= V. R. S. Schokman =

Sri Lankan politician (1887–1953)

Vivian Roy Stanley Schokman (14 November 1887 – 9 June 1953) was a Ceylonese politician and physician.

Vivian Roy Stanley Schokman was born on 14 November 1887 in Colombo, the eldest son of Walter Russell Schokman (1861–1912) and Agnes Maud née Baillie (1867–1912), in a family of seven children. He was educated at Royal College, Colombo and at the Ceylon Medical College.

He married Muriel Gertrude née Metzeling (1886–1935) on 24 March 1913 at the Dutch Reformed Church in Bambalapitiya. They had three children, Vivan Douglas (b.1913), Muriel Eileen Phyllis (b.1915) and Estelle Maud (b.1916).

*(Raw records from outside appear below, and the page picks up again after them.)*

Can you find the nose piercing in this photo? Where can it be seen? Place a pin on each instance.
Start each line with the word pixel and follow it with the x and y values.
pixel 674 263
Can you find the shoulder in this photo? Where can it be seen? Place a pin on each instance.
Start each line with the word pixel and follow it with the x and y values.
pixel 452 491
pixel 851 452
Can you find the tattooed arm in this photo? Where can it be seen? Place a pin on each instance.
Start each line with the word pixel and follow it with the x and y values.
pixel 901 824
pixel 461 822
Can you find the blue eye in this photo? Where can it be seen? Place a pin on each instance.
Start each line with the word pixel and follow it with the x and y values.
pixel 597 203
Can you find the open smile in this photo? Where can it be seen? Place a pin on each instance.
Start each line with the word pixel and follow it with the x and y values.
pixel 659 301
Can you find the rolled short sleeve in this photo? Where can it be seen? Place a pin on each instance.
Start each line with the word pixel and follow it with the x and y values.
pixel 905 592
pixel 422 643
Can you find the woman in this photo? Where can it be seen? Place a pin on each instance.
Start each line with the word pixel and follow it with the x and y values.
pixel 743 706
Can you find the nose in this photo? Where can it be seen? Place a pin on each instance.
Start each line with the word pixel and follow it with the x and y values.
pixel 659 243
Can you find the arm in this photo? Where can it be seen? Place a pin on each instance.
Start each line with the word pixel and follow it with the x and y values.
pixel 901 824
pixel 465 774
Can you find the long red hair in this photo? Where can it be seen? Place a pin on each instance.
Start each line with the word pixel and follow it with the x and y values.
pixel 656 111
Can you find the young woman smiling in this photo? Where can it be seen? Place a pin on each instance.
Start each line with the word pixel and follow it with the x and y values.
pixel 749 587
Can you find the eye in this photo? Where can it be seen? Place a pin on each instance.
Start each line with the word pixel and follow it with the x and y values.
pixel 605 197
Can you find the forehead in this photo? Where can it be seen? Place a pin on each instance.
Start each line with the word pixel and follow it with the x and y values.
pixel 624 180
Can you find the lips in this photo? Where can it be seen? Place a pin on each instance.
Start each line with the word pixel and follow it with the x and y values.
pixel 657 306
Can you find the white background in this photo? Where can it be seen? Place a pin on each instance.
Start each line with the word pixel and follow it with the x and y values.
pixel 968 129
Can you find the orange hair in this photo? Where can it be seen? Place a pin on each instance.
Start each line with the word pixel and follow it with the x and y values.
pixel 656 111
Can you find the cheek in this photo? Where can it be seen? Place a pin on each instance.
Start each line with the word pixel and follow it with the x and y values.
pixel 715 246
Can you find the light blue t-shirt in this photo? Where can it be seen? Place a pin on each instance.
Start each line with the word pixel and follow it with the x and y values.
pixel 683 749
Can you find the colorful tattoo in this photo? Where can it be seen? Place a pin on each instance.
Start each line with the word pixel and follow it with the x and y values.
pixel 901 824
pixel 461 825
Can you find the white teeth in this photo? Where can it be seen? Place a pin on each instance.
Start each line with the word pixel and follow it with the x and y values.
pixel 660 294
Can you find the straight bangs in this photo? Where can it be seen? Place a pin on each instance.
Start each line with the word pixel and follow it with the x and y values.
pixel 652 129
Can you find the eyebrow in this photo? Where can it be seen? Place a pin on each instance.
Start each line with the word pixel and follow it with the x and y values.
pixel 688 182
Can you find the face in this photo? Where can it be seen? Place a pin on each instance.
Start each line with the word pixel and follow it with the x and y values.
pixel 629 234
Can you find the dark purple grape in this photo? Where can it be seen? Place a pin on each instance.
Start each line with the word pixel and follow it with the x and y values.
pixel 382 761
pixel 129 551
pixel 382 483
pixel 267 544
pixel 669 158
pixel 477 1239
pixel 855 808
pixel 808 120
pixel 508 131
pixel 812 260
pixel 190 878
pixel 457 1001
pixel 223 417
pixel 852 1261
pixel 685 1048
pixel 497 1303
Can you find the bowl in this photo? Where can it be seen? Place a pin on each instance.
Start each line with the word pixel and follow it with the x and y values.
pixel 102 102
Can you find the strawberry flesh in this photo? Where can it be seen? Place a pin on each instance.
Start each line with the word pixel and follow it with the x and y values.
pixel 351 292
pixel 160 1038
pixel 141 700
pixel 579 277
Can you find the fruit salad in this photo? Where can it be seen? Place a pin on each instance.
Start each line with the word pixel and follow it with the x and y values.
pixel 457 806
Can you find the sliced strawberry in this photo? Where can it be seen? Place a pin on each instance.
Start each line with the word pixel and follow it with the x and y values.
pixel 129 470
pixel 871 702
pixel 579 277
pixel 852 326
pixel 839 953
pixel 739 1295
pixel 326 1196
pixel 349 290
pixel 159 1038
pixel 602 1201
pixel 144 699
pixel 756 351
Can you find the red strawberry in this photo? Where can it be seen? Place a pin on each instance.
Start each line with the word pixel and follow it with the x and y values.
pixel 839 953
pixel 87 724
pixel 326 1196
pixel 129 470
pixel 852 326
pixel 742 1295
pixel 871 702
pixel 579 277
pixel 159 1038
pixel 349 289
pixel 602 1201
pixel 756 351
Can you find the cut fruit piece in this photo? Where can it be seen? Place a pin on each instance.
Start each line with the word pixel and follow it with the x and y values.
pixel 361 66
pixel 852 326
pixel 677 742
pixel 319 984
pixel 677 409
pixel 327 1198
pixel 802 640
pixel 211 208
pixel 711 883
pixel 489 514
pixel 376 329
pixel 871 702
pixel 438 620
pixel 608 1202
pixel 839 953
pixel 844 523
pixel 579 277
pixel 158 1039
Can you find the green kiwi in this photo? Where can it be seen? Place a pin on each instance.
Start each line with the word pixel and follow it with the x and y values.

Schockman was elected to the Colombo Municipal Council and served as the Mayor of Colombo from 1938 to 1939. He appointed to the first Senate of Ceylon in 1947 and was an appointed member of the inaugural Parliament. He served as the first President of the Ceylon Olympic and Empire Games Association, the precursor to the National Olympic Committee of Sri Lanka.

He died on 9 June 1953 in Havelock Town at the age of 65.